Apart from a Barbican concert performance under Leonard Slatkin in 2003, Samuel Barber’s Vanessa has received scant high-profile exposure in the UK.
Attempts to rehabilitate the work have latched on to a feminism that seems to boil down to the fact that there are two female leads. Equally dubious is the discovery of a Hitchcockian vibe. In truth there is more of the overcooked melodrama about the show and nothing is ‘resolved’ as neatly as the thriller genre or indeed common sense requires. Back in 1958 Vanessa was well received at its New York unveiling but never took off internationally. Then revivals at home were stymied because the original Cecil Beaton sets were destroyed by fire. While the music is of the kind that used to be thought old-fashioned it’s the libretto that presents problems, a curious mix of portentousness and evasion.
Keith Warner does not alter the plot. However, he does supply apocryphal hints and suggestions to supply motivation, mostly in the form of veiled suggestions glimpsed through giant mirror frames (covered mirrors are perhaps Menotti’s equivalent of a Hitchcockian ‘MacGuffin’ and here they serve as windows to the past and to the outside world). Ashley Martin-Davis’s design is unfailingly elegant if not always easily elucidated from the cheaper seats. The video work is complementary, appropriately monochrome. With the costumes and imagery drawing on the cinematic legacy of ‘women’s pictures’ and Film Noir (rather than the saturated colour of Douglas Sirk) we are drawn back to a period slightly before that of the work’s premiere but also perhaps to one that never existed, a dark, silvery never-neverland. It certainly isn’t 1905.
Presented in its more concise three-Act revision, Vanessa can seem an oddly balanced score. The most memorable set-piece arias for Vanessa and Erika are heard early on, and there is a cinematic anonymity about some of what follows, a strenuously romantic mix of Puccini and the expressionism of Die Frau ohne Schatten. Barber seems most obviously inspired in the music of the final quintet which achieves real poignancy through more modest means, standing in a direct line between Mozart and Sondheim.

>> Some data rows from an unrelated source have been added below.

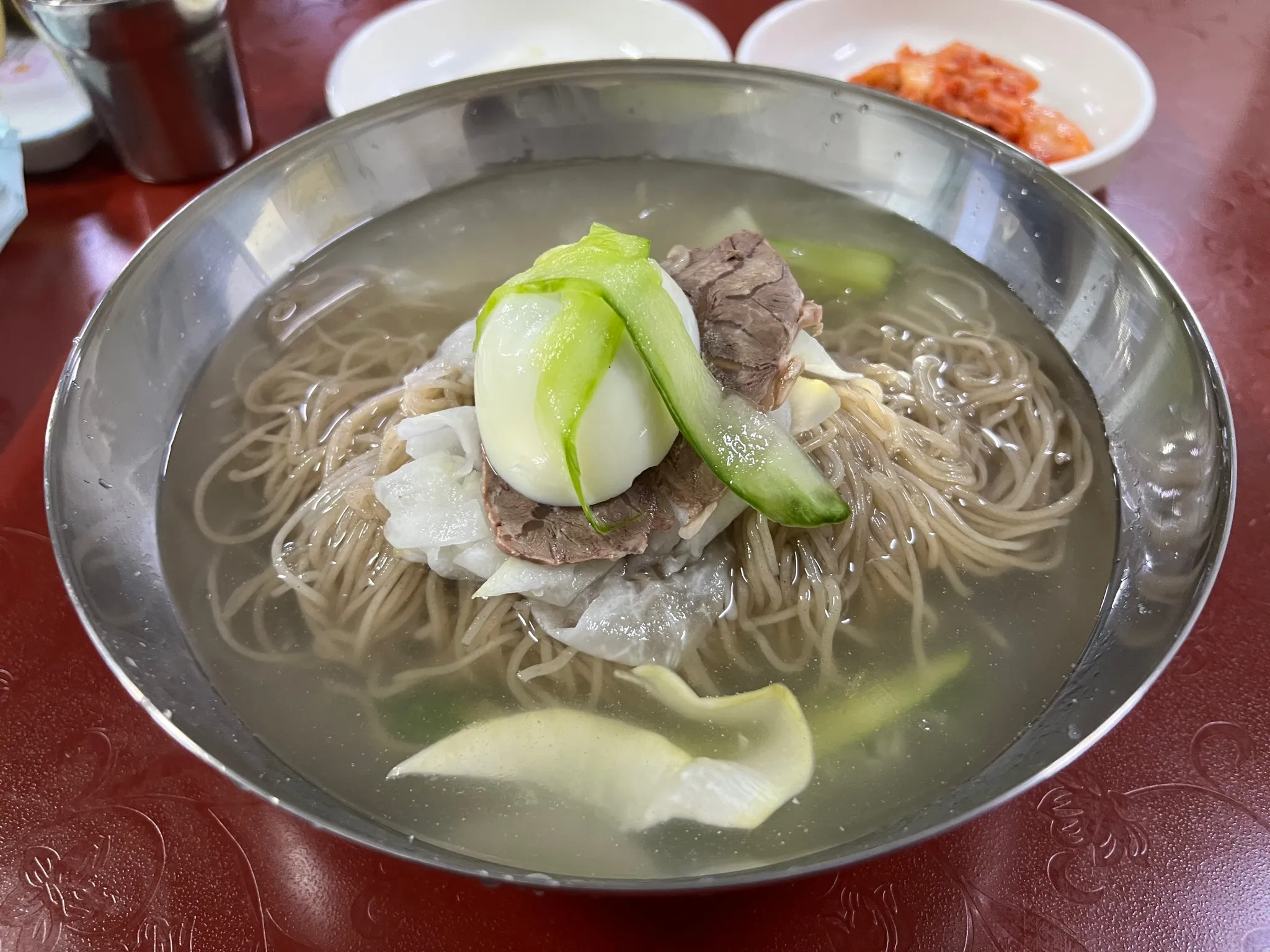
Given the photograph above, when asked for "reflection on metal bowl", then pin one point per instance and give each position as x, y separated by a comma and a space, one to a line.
1104, 298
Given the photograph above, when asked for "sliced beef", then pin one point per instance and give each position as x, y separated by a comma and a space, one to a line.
557, 535
748, 310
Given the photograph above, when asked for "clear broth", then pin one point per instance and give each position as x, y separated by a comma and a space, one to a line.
459, 245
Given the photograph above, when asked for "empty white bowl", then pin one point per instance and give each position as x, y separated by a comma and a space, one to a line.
426, 42
1085, 70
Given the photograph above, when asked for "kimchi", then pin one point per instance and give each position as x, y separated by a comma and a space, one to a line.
984, 89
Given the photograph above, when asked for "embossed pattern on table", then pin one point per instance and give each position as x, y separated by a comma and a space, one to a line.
112, 838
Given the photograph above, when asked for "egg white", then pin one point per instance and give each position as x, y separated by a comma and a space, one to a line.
624, 431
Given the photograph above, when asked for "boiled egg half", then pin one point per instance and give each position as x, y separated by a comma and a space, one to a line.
624, 431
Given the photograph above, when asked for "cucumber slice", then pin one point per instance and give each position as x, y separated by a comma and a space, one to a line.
753, 455
836, 270
882, 702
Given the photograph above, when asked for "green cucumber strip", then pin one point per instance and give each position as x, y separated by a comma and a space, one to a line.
753, 455
573, 353
836, 270
878, 705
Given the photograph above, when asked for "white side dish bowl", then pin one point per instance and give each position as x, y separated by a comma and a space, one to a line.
427, 42
1085, 70
48, 110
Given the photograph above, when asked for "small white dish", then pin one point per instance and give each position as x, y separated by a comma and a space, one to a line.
427, 42
51, 113
1085, 70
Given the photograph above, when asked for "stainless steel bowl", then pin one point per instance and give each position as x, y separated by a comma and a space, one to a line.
1103, 295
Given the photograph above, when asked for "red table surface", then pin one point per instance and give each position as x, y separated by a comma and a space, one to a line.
113, 838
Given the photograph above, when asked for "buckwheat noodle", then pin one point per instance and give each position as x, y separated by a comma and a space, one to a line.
956, 451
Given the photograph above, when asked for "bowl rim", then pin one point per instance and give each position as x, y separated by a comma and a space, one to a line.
339, 64
450, 860
1101, 155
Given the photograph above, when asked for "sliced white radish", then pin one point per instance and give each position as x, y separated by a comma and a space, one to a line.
817, 361
634, 775
812, 403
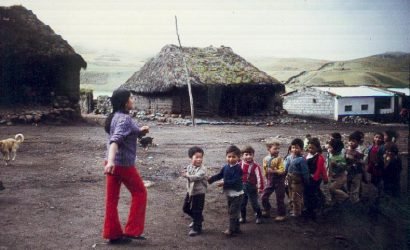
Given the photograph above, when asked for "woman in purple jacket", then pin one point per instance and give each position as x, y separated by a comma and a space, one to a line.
120, 168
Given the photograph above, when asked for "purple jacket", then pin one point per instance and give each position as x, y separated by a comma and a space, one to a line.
124, 131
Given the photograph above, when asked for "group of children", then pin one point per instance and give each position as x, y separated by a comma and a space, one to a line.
299, 175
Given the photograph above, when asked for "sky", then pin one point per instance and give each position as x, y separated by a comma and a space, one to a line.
320, 29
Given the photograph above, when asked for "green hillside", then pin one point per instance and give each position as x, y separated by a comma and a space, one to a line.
385, 70
284, 68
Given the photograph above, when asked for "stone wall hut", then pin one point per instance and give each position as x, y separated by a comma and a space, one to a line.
37, 66
223, 84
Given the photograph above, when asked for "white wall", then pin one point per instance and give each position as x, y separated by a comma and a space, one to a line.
309, 102
356, 103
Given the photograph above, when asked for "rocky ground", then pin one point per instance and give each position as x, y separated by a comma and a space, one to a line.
54, 196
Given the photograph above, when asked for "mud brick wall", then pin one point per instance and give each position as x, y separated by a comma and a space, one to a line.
311, 102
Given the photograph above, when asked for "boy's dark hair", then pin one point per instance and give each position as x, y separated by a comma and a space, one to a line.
233, 149
393, 135
248, 149
355, 136
298, 142
118, 100
269, 144
336, 136
337, 145
315, 141
194, 150
392, 148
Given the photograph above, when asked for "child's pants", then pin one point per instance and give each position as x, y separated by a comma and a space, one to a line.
234, 207
194, 206
275, 184
296, 193
353, 186
335, 188
136, 218
251, 193
312, 196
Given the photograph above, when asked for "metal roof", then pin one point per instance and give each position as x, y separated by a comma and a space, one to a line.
405, 91
361, 91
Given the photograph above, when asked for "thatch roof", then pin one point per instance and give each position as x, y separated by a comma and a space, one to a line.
23, 35
206, 66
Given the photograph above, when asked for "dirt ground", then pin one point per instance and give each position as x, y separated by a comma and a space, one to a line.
54, 196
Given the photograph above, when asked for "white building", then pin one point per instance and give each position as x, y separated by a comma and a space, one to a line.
337, 102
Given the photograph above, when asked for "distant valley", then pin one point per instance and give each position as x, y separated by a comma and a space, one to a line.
105, 72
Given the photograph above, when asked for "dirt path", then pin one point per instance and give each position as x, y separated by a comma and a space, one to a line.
54, 196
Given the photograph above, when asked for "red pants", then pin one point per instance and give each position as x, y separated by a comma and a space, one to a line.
136, 218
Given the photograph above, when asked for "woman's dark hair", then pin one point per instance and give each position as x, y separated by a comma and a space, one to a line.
315, 141
118, 99
357, 136
392, 148
337, 145
392, 135
248, 149
298, 142
336, 135
233, 149
194, 150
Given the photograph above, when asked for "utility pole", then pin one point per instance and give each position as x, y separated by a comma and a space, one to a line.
191, 99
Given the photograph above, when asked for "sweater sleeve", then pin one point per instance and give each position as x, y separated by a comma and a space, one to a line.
199, 175
304, 170
280, 165
321, 170
217, 177
259, 177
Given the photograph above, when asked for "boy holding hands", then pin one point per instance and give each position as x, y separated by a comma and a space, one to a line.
252, 183
196, 189
274, 170
231, 173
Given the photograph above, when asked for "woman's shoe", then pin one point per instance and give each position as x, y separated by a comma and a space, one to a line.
119, 241
139, 237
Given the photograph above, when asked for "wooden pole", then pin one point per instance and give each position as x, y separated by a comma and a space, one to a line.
191, 99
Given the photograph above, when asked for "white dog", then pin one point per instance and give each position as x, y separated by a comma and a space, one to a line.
8, 147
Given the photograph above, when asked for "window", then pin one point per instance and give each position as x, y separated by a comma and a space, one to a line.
348, 108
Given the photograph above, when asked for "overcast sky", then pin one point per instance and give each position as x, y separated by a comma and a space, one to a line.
327, 29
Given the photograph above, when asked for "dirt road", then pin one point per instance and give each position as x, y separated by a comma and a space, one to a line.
54, 196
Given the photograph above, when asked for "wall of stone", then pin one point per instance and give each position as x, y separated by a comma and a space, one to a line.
310, 102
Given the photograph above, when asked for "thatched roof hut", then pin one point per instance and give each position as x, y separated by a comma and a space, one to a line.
223, 83
36, 65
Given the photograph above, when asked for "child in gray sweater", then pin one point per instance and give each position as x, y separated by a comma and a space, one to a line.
196, 189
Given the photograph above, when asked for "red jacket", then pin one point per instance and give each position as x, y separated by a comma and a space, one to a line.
317, 169
252, 175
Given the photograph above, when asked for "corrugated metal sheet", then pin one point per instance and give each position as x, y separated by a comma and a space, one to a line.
361, 91
405, 91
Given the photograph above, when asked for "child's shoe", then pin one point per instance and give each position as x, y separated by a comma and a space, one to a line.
228, 232
192, 233
266, 214
258, 220
280, 218
242, 220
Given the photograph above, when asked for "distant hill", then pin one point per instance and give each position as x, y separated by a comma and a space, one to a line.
107, 70
384, 70
284, 68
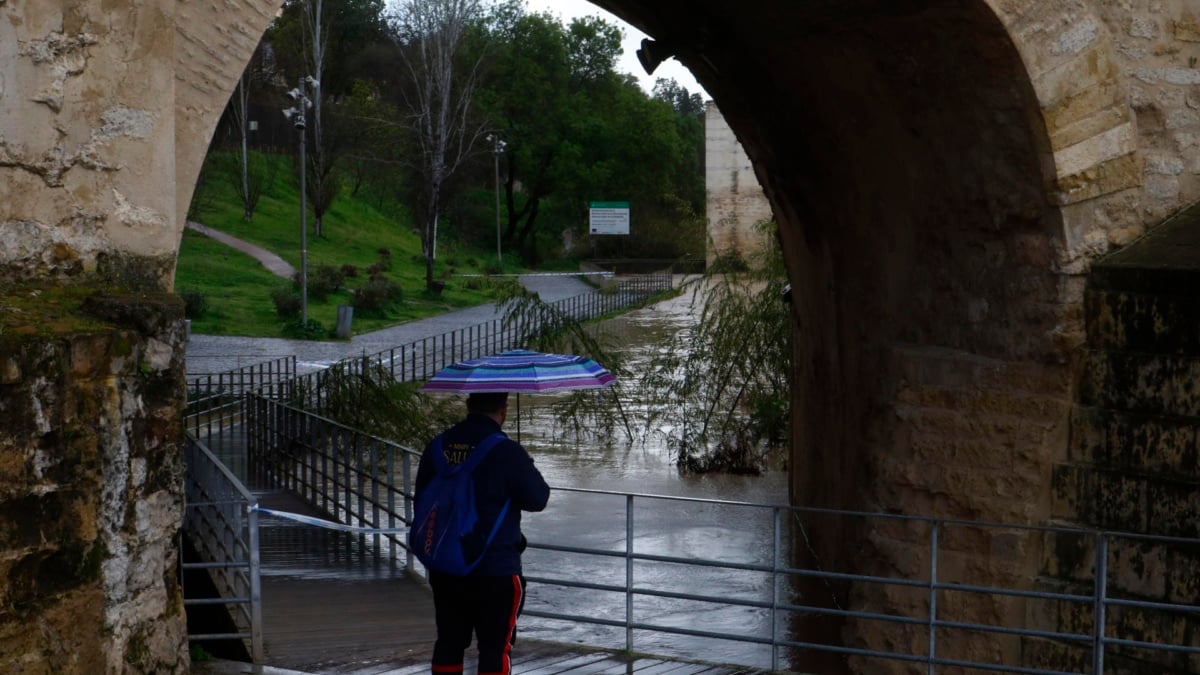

The cast is strong, even if the age gap between Vanessa, expertly incarnated by Emma Bell, and the Erika of Virginie Verrez seems implausibly slight, particularly as Warner implies that they might be mother and daughter rather than aunt and niece. Verrez is as authoritative as Bell in so far as her character allows and her English is almost as clear. That Edgaras Montvidas’s caddish Anatol is plainly not a native suits the plot. As conceived by Menotti, the Old Baroness is prone to mysterious, emblematic silence yet Rosalind Plowright manages to convey the bitter knowingness behind her withdrawal: the Miss Havisham act is a family trait. The Old Doctor, Donnie Ray Albert, is also memorable, providing comic light relief and a modicum of pathos in a rather old-fashioned role.
It’s hard to imagine the opera being more sympathetically treated and the deep-pile orchestral contribution is beyond reproach, superbly synchronised with the action. Whether you find this production intensely evocative or mildly irritating or both at the same time I cannot predict, but see it you must!